By Vanette Colmenares
New York – When my husband asks me to accompany him to a triip to New Jersey, I normally ask him what’s the occasion. He told me that Poldo, our friend, was cooking paklay, a Cebuano stew of beef and pork innards.
I rarely eat this kind of dish, but my husband swears Poldo makes the best and I do believe him since he brought home some of the dish in one of his earlier visits. So off we went to New Jersey.
We arrived in the beautiful home of Leopoldo and Vicky Montesclaros a few minutes before noon, and while waiting for another couple, I had asked Leopoldo how his recent trip to Australia was and he said, “maayo man, daghan Vietnamese (it’s good, there were lots of Vietnamese), which made me laugh because I didn’t expect that Asians now populate many areas of white controlled countries.
Many countries today are hosts to a large number of Asians or refugees. In Cebu, before I relocated to the US, Koreans were coming in droves. And where are the Filipinos? They’re in America.

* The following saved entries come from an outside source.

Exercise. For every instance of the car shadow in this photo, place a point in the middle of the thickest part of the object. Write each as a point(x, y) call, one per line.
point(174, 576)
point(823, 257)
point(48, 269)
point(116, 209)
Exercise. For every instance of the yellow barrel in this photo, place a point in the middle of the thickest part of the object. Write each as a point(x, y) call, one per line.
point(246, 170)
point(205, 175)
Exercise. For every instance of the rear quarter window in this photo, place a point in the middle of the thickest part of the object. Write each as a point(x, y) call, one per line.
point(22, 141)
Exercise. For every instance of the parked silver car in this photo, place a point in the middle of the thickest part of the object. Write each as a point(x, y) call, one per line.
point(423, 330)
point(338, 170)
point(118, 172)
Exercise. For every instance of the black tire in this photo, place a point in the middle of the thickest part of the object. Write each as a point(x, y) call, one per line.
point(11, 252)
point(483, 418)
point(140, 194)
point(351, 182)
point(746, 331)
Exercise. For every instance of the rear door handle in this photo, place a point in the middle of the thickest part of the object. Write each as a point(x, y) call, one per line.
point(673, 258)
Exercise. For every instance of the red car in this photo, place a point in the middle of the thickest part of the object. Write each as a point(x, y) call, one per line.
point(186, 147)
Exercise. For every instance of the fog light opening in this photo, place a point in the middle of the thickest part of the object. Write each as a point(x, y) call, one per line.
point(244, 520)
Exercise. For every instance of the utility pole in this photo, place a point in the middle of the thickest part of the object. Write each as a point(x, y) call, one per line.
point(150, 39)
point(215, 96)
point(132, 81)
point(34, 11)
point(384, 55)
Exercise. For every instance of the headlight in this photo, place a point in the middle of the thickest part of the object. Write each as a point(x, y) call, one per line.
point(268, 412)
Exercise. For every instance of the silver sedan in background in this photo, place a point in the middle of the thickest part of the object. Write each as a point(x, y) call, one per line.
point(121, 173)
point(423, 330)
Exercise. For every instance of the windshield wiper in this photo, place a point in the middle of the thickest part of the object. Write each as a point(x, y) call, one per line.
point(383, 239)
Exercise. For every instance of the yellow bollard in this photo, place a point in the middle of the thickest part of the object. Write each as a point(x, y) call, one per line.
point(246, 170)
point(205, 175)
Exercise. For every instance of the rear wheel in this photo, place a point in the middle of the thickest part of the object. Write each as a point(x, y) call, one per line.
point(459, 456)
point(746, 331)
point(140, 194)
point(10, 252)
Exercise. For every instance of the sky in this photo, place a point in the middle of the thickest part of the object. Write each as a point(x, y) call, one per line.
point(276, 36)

Paklay: I went to New Jersey for this.
Then came our lunch. Our meal of crispy pata, paklay and utan bisaya reminded me so much of home. Their six-seater dining table was set complete with individual ‘sawsawan’ (dipping bowls) each filled with vinegar and slivers of red pepper, an accompaniment for the crispy pata that was so crunchy and well-seasoned. The utan bisaya with its alugbati leaves floating on a meat broth was just perfect to swab on the corn grits which I chose instead of the usual white rice which was an option. There was a follow-up of crispy chicken skin, fried to perfection, which I helped myself with. The crackling it produced in my mouth felt like heaven.

The irresistible crispy pata, a taste of heaven.
Poldo and Vicky were perfect hosts, since they epitomized the essence of Cebuano hospitality. After lunch, Vicky left for a few minutes only to come back with another sumptuous array of dessert: warm binignit with tapioca balls in thick purple yam sauce, ube halea with toasted coconut, and a pair of kutsinta (one alovera colored, the other pumpkin colored). They all tasted divine in between sips of coffee.
While chatting away our lives in Cebu and in America, someone blurted out the word ‘mahjong’ and since we were a quorum, we all moved to Tony and Joy Racaza’s house. The couple with their mother, and an aunt, were the guests who joined us for lunch and it was an impromptu decision to move the party to their house.
It was just a five minute drive and the mahjong table was ready when we arrived. With Joy, Vicky, the aunt, and myself taking our places, each had a pouch complete with poker chips and jai-alai markers. We played the ‘Tagalog’ version where all the ‘sagbut’ (flowers as they call it) would be down.
We also used the ‘pot’ system of the game where the winner would take all what was contributed in the pot, if she won simultaneously by an ‘ambisyon’ and a ‘bunot’. It would be a jackpot. Then after being emptied to the winner, we would start contributing all over again.
At the end of the game, if there were any chips left, we would distribute it among ourselves. It was a nice way to end the game, especially if one was a ‘pildero’ and this was one way to recoup losses.
After three jai-alai’s, dinner was served. Once again, like true Filipinos, we ate with our hands because this time, we had Joy’s delish barbecue flavored baked ribs and some seafood cajun inspired shrimps and crabs.
In between peeling the shrimps and extracting meat from the crab, conversations turned back to home. Our dessert of ube ice cream on a cone was the perfect match to wash off that salty mildly spicy well-seasoned meal. Then back to business of mahjong.
The evening went so fast, and before I knew it, we were seated on the train back to New York. It was a Cebuano day well spent with friends, food and fun. Reminiscing our past, enjoying the moment, and thinking of the future whether to retire in Cebu, our homeland. only makes us recall of how we enjoyed our laid back childhood, the simplicity of it back then.
The carefree moments of those days, the anxiety of what the future holds, and the insouciant of youth have all been challenged with time. For these replaced with responsibilities, authority and burden of life.
Life is made up of choices that we see fit for ourselves. There are no mistakes, just consequences of our choices. We learn from it, we embrace it, and accept it. It’s like eating paklay, we can have all the less desireable lot in life, yet we can make a delicious stew which everyone can enjoy.
Or we can face a not-so-good hand at mahjong, yet we come out of it by enjoying the game, and nothing else. It is a good life, if only we realize that it is indeed.